My big mouth has gotten me in trouble throughout my life. I’ve gotten better at keeping it closed, but if I start talking without thinking, I can really make an ass of myself.
It was a day like any other in the parking lot, not particularly busy. A car pulled in, and I stepped over to it. A man was driving; a woman sat in the front passenger seat. The window on the back drivers side door was up and had enough of a tint to keep me from seeing the backseat.
I asked the man if they were here for the trail and he said yes. I told him about the $5 parking fee.
As we spoke, I heard grunts and groans and growls coming from behind the closed window in the back. It sounded nothing like a dog, so I thought there must be a kid or two in the backseat playing around and making funny noises in hopes of freaking out the lady talking to the driver.
I should have said, What’s going on back there? or Do you have kids in the backseat? Instead, I opened my mouth and what came out will haunt me for the rest of my days.
Do you have a monster back there? I asked. I thought it was a funny thing to say. I’ve met plenty of kids who like to pretend to be monsters.

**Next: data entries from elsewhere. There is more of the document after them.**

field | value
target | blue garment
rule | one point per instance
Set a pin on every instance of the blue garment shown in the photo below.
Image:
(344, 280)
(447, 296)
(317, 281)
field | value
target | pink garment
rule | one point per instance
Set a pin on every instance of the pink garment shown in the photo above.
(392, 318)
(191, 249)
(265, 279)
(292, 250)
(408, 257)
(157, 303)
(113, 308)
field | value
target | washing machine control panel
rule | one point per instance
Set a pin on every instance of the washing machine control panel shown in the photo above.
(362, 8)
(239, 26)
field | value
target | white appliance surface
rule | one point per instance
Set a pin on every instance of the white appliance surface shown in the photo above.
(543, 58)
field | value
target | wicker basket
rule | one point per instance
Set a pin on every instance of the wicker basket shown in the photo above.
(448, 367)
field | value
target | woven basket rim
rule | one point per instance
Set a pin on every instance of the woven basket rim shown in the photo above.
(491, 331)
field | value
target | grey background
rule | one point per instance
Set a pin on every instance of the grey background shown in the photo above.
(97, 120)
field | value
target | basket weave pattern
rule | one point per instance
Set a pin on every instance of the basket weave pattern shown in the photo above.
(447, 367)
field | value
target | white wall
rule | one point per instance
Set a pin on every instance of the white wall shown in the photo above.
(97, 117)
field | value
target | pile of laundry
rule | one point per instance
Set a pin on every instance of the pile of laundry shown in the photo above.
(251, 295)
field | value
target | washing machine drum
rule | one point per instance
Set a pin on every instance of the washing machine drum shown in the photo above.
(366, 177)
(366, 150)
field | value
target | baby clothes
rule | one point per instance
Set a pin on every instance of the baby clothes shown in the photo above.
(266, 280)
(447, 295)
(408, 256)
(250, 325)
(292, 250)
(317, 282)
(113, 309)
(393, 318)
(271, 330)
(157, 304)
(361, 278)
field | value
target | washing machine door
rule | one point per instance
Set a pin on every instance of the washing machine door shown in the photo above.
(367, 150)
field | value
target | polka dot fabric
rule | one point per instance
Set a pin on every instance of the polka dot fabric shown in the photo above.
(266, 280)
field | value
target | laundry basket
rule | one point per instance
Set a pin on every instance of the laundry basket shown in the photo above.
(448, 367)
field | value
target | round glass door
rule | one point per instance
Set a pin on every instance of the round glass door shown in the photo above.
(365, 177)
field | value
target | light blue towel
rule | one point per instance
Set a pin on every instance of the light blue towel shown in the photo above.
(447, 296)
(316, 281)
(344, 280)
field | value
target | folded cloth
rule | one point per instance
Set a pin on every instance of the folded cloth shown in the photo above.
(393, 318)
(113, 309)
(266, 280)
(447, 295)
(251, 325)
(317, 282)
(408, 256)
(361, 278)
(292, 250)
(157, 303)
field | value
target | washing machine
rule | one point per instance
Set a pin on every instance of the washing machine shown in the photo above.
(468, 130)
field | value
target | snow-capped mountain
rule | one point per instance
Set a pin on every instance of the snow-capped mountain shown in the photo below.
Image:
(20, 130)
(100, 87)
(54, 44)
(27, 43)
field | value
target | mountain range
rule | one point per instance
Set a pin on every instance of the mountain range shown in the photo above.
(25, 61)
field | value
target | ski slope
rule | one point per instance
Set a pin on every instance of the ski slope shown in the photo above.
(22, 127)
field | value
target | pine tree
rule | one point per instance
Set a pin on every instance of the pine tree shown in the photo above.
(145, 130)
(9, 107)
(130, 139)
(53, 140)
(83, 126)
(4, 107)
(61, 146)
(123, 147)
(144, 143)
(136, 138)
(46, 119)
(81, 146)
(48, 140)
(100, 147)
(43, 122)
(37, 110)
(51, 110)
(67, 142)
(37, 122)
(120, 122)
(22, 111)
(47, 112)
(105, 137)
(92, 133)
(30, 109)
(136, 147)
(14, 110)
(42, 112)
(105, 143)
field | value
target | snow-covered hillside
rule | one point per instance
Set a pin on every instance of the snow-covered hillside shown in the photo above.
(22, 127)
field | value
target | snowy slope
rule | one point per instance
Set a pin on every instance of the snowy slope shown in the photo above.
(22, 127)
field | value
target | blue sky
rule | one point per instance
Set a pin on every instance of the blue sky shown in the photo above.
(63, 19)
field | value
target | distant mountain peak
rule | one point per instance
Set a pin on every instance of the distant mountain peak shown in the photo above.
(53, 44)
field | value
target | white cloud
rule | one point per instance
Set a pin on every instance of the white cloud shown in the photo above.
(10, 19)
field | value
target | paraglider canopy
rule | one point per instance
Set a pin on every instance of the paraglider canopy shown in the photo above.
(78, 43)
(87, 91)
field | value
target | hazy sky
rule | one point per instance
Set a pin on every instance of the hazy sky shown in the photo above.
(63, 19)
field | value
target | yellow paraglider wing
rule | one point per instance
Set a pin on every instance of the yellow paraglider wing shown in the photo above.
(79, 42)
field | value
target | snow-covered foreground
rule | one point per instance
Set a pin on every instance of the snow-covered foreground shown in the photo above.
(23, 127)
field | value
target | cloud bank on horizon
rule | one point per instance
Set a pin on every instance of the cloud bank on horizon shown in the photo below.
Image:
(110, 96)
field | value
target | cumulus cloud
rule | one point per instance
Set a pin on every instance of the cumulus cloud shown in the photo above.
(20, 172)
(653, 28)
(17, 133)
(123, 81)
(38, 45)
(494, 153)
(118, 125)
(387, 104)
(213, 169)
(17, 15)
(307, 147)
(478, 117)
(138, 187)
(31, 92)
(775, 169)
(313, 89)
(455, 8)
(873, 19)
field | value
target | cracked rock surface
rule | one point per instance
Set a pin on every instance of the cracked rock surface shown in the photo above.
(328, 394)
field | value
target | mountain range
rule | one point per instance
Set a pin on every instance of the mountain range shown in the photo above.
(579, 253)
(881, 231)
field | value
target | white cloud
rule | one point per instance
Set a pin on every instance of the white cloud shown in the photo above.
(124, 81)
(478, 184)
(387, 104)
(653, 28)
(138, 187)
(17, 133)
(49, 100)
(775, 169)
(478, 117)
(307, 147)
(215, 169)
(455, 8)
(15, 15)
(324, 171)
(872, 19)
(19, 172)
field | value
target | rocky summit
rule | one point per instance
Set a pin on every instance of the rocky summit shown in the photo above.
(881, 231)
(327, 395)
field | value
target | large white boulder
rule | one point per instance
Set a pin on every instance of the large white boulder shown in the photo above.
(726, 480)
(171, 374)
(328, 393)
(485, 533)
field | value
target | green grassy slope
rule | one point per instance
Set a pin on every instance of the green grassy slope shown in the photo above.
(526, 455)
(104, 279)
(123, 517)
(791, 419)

I swear, I thought there was a kid back there playing.
The man used his control button to roll down the back window. In the backseat sat a young girl of about ten years with obvious physical and mental developmental disabilities.
That’s our special needs daughter Amelia, the man said happily. That’s how she communicates. We adopted her two years ago.
Needless to say, I wanted to sink into the ground and never be seen or heard from again. I felt like such an asshole. I would never purposefully refer to anyone with a developmental disability as a “monster,” but that’s exactly what I had just called the girl. Why hadn’t I kept my big mouth shut?
I stammered and stuttered and sent the family on their way.
I sat at the front of the parking lot feeling awful. What I’d said was not what I’d meant. Then I thought about how awful the parents must feel when complete stranger said ugly things about their beloved daughter. How could I make amends for what I’d said?
The man and his daughter came walking by later. I decided I should apologize.
I’m sorry for what I said earlier, I told the man.
What did you say? he asked pleasantly.
Was he playing with me? Did he just want to see me squirm? (If that’s what he wanted, I knew that’s what I deserved.) Did he really not know what I’d said? If he didn’t know what I’d said, I certainly didn’t want to repeat it. Why hadn’t I kept my big mouth shut? I was only making things worse. Again, I wished the earth would swallow me whole.
I hemmed and hawed and stammered some more. I don’t remember exactly what I said to the nice man and the sweet girl he doted on, but it was apparent to me the monster was the person wearing the uniform, not the one looking at trees with her father.
I did learn a lesson from my rudeness: I don’t make any cracks about what’s going on in the backseat until I see who’s sitting there.